I found myself more and more depressed, isolated, lonely, anxious, and even struggling to sleep.
Quickly I was overwhelmed with fear as I was swallowed with my thoughts of the future because I realized I was going to have to do this all alone, and that thought was terrifying.
As a clinical therapist, no one taught me about these moments that I was currently experiencing.
No one prepared me on how to deal with or cope with my emotions.
I knew I could help others going through challenging times in their life, but I could not help myself at this time.
As I struggled with my new life, I found myself at my breaking point.
I knew I could not do this alone anymore.
So finally, I reached out to my friends, and family that I thought would have been there for me from the beginning and sent a text asking for help.
That text felt like I had finally accepted defeat and failure.
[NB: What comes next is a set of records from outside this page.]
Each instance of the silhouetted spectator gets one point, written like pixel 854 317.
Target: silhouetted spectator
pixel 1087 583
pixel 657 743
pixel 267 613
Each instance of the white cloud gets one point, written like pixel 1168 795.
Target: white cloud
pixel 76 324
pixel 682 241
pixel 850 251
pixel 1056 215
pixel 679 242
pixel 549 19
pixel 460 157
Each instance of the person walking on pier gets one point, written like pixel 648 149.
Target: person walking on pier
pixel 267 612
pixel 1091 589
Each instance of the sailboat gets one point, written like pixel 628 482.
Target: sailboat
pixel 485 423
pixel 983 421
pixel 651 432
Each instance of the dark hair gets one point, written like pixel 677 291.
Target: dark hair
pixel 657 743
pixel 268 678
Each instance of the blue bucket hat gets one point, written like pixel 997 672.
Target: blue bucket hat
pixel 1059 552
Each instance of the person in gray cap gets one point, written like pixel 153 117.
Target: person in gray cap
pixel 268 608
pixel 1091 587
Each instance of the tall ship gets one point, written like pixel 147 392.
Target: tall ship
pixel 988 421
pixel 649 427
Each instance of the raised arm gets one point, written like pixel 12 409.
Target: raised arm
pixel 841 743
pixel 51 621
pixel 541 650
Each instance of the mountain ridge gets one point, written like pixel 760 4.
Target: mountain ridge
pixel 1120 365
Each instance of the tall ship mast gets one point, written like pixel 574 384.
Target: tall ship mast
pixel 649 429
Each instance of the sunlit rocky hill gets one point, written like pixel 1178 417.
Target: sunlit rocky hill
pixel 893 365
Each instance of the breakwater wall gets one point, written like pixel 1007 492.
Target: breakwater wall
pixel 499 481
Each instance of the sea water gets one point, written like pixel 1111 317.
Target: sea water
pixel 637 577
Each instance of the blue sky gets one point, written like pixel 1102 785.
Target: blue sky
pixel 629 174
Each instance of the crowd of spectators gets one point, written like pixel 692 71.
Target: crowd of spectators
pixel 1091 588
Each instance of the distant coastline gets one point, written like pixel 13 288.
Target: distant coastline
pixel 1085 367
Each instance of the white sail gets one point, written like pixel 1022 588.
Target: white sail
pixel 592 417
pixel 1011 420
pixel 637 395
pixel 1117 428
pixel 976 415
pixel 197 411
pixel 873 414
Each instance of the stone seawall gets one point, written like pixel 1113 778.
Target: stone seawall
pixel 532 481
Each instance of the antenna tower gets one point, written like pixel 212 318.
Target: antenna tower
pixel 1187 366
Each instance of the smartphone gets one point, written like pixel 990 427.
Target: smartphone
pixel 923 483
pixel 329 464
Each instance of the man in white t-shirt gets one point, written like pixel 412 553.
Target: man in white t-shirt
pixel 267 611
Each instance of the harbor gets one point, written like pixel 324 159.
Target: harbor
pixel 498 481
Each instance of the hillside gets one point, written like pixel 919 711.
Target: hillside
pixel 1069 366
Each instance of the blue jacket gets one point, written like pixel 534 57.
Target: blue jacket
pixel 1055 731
It used up the last hope I had within me.
I knew in my heart none of these friends, neighbors, or family I had texted would be there, but I had to do something.
Later that day, my heart finally opened up and started to heal as I saw 14 of the 14 people I texted arrived and were ready to help.
I now call these 14 people my “healing team”.
After this meeting each one of them took the initiative to help me in my life.
It turns out every single one of them that showed up had been watching from the sidelines and wanted to help, but were waiting for my permission to come into my life and take over.
I finally felt myself start to breathe, and allowed myself to believe I could find hope and happiness again.
In fact, with the support of my healing team around me, I did something drastic.
I decided to quit my job as a therapist and take the summer off to be with my boys.
Up until this point me and my boys we living off of the sad and unhappy memories of losing my wife and their mother Valerie.
That summer me and my boys reconnected and decided to set a mantra in our lives that "nobody should have to suffer alone".
Afterall, you should not have to go through any difficult journey alone.
So we decided to have a lemonade stand, and raise $100 to create two “hope kits” for people going through a difficult time.
We were shocked and amazed after we had raised enough money to make 25 kits.
As we continued to create and deliver these hope kits, a lady from Virginia asked if she could get one because she was struggling alone.
From there we created a hope kit that truly provided comfort today and hope for tomorrow which could be shipped and begin delivering them to people across the United States.
Currently, we have delivered hope kits across all 50 states and 4 different countries.
My Business partner (Wyatt Ernst) and I have created "The Hope Kit", and as of January 2022, I have stepped away from being a therapist full time so I can help heal those who are struggling alone.
We are now working hard to provide comfort today and hope for tomorrow to those that have lost loved ones, are struggling with Cancer, or are fighting mental health issues.
I love what I do and I love that I truly get to help others who are struggling alone to find some comfort today and hope for tomorrow.